# Homework Starter — Stage 04: Data Acquisition and Ingestion
Name: Panwei Hu
Date: 2025-08-20

## Objectives
- API ingestion with secrets in `.env`
- Scrape a permitted public table
- Validate and save raw data to `data/raw/`

In [1]:
import os, pathlib, datetime as dt
import requests
import pandas as pd
from bs4 import BeautifulSoup
from dotenv import load_dotenv

# Set up local data directory for this homework
RAW = pathlib.Path('data/raw')
RAW.mkdir(parents=True, exist_ok=True)

print("current working directory:", pathlib.Path.cwd())
# Load environment variables
print(".env file path:", pathlib.Path('.env').absolute())
load_dotenv()
print('ALPHAVANTAGE_API_KEY loaded?', bool(os.getenv('ALPHAVANTAGE_API_KEY')))
print('Data directory:', RAW.absolute())

current working directory: /Users/panweihu/Desktop/Desktop_m1/NYU_mfe/bootcamp/camp4/bootcamp_bill_panwei_hu/homework/homework4
.env file path: /Users/panweihu/Desktop/Desktop_m1/NYU_mfe/bootcamp/camp4/bootcamp_bill_panwei_hu/homework/homework4/.env
ALPHAVANTAGE_API_KEY loaded? False
Data directory: /Users/panweihu/Desktop/Desktop_m1/NYU_mfe/bootcamp/camp4/bootcamp_bill_panwei_hu/homework/homework4/data/raw


## Helpers (use or modify)

In [2]:
def ts():
    return dt.datetime.now().strftime('%Y%m%d-%H%M%S')

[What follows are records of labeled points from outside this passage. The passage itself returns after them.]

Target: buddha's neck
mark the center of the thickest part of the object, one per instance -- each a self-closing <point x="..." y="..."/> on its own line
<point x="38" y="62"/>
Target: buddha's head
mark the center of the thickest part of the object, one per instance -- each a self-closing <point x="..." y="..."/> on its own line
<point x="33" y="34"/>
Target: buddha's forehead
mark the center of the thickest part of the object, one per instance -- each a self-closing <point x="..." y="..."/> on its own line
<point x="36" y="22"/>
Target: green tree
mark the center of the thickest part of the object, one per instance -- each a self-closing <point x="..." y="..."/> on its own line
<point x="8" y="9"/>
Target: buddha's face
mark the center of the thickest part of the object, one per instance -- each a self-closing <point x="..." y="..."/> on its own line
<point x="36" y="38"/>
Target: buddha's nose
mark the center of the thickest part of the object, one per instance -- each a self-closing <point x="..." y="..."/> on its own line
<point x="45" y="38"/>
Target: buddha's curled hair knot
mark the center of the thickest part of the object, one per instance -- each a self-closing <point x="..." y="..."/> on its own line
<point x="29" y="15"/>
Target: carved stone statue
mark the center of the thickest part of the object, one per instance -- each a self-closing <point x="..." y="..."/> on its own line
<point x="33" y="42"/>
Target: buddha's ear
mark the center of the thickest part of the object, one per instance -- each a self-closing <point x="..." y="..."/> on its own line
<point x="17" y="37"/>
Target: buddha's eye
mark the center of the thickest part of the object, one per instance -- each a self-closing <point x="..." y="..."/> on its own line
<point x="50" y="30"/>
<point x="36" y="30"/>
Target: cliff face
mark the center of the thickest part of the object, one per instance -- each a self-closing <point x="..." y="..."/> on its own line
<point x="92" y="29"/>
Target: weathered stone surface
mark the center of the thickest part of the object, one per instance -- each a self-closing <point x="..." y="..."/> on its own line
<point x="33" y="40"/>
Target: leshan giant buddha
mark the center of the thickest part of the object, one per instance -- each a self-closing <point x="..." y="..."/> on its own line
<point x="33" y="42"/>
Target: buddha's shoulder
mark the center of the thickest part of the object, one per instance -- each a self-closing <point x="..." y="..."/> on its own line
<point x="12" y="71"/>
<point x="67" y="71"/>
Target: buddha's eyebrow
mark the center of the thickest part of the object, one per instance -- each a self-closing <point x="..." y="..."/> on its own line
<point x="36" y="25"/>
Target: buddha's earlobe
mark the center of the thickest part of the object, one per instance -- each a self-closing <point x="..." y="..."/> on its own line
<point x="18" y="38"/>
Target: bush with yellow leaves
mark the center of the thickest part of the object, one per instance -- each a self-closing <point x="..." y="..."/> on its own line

def save_csv(df: pd.DataFrame, prefix: str, **meta):
    mid = '_'.join([f"{k}-{v}" for k,v in meta.items()])
    path = RAW / f"{prefix}_{mid}_{ts()}.csv"
    df.to_csv(path, index=False)
    print('Saved', path)
    return path

def validate(df: pd.DataFrame, required):
    missing = [c for c in required if c not in df.columns]
    return {'missing': missing, 'shape': df.shape, 'na_total': int(df.isna().sum().sum())}

In [3]:
import yfinance as yf 
symbol = 'AAPL'
df = yf.download(symbol, period='2y', interval='1d', progress=False)
df.head()

df.to_csv('AAPL.csv')


  df = yf.download(symbol, period='2y', interval='1d', progress=False)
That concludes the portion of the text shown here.